Whole New Ballgame: Should Math Trump Myth in Baseball?

When you can’t express it in numbers, your knowledge is of a meager and unsatisfactory kind.

— Lord Kelvin

The 2012 baseball season was, statistically, a monster season for Detroit’s first baseman, Miguel Cabrera. He did what no player had done since Carl Yazstremski in 1967. He won baseball’s “triple-crown,” leading the American League in its three most venerable offensive statistics: batting average, home runs, and RBIs. Cabrera finished the season with .330, 44, and 139, respectively. In any other era, Cabrera would have been a no-brainer to be named American League MVP, but this year the subject was a matter of heated debate.

Mike Trout, at 21, is already a superstar. He looks like Mickey Mantle and runs like Willie Mays, and after this, his first MLB season, he is already counted among history’s best outfielders. That he was even considered a challenge to Miguel Cabrera is evidence of a growing schism in the world of baseball.

Baseball’s upstart, mathematically-inclined new wave is a group of adherents to sabermetrics, which stands for the Society for American Baseball Research, centered in Phoenix. These rebels are distinct from baseball traditionalists in their quest to accurately quantify every aspect of the game. This trend has created a culture many classic fans claim undermines the very essence of baseball.

Part of baseball’s allure, even to its most traditional fans, is that statistics make it comprehensible. One of the earliest newspaper box scores appeared in the New York Herald for a game between the All-Brooklyn and All-New York teams. The only information detailed was the number of “hands-left” (outs) each player made and the number of runs each scored.

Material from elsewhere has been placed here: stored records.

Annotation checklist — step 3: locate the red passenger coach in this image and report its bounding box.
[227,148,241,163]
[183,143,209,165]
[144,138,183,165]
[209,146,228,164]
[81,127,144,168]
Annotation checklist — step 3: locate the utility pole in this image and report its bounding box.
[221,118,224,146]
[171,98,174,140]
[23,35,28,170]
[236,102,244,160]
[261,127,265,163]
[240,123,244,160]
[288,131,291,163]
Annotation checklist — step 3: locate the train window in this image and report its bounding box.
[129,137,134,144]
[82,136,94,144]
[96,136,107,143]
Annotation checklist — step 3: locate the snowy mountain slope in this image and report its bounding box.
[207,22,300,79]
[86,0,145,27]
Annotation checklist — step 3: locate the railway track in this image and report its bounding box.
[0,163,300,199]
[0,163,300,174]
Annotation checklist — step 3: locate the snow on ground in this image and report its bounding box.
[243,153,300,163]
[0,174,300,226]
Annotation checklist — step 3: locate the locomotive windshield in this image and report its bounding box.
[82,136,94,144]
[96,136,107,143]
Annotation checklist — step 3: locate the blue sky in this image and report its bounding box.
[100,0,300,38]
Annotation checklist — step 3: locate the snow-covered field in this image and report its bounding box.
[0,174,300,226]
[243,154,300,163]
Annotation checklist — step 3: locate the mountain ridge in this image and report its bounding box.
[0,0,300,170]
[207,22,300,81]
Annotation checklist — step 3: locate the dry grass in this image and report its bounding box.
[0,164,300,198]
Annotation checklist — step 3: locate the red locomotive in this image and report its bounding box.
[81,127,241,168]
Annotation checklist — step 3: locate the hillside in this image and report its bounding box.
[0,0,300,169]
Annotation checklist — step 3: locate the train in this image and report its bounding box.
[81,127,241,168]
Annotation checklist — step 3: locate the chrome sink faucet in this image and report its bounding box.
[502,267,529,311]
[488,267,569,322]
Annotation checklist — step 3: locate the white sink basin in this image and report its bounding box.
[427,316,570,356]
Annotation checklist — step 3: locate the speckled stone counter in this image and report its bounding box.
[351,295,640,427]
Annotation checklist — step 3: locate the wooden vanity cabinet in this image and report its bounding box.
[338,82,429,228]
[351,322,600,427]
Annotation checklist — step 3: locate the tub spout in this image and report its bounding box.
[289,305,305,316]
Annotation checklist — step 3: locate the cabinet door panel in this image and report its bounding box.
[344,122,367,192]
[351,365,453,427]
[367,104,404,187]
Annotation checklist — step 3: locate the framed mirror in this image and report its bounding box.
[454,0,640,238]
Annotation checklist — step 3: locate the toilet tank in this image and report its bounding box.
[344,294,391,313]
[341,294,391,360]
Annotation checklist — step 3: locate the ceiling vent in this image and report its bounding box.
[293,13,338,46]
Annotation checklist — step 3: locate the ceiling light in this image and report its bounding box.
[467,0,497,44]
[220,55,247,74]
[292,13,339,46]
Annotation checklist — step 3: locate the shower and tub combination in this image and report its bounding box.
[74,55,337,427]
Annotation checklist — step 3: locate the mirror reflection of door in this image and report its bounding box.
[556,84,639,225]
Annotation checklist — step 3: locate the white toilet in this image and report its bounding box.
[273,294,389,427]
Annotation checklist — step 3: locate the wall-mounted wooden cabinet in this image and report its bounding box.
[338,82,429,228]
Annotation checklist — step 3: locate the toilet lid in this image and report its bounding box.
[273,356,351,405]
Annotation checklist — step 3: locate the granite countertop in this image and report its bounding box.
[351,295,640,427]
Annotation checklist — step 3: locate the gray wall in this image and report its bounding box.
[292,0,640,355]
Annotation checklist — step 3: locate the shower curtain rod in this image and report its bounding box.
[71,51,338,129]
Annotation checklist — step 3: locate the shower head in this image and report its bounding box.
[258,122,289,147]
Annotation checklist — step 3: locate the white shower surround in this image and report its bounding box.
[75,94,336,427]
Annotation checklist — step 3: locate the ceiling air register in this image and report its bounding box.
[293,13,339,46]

But it was baseball, and they were numbers. The combination of the two seemed fated. As sportswriter Alan Schwartz wrote: “After the last out had been made and the sun had set on the ball field, the numbers emerged to glow like gas lamps, lighting the way to a new appreciation for the game.”

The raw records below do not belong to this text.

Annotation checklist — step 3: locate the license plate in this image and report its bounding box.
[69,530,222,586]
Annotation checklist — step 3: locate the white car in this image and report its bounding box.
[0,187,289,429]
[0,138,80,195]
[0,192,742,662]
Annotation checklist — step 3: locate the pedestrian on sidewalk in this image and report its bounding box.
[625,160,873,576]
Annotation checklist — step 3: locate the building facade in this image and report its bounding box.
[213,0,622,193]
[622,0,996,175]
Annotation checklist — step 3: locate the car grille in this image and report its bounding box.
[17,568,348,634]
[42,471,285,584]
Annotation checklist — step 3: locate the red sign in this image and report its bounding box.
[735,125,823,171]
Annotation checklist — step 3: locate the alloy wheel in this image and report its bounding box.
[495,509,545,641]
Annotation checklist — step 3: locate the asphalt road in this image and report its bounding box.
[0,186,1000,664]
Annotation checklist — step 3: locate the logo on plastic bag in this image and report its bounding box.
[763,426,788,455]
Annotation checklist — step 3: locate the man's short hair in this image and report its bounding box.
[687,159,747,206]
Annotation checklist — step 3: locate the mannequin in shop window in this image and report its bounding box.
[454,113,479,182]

Those gas-lamp numbers proliferated thanks to Brooklyn Englishman Henry Chadwick, who developed an array of new statistics he believed would “obtain an accurate estimate of a player’s skill.” Most of Chadwick’s numbers accounted for fielding and pitching, the essence of the game in his era. But baseball, it turned out, was quantifiable in ways other sports simply weren’t. The game’s symmetry—nine innings of three outs each—allowed for accurate comparisons between any number of games, any number of players, or any number of teams.

Dalliances in baseball statistics by men of great genius produced remarkable advances in understanding America’s pastime. In the 1950s George Lindsey, a military analyst at Air Defense Command in Quebec, felt that combat data was “murky and incomplete,” so he struggled to assess the values of individual decisions made in battle.[1] He grew to believe the same analysis could be applied to baseball. Lindsey meticulously recorded details of more than 400 games each season and eventually published “Statistical Data Useful for the Operation of a Baseball Team.No major league team consulted Lindsey’s work.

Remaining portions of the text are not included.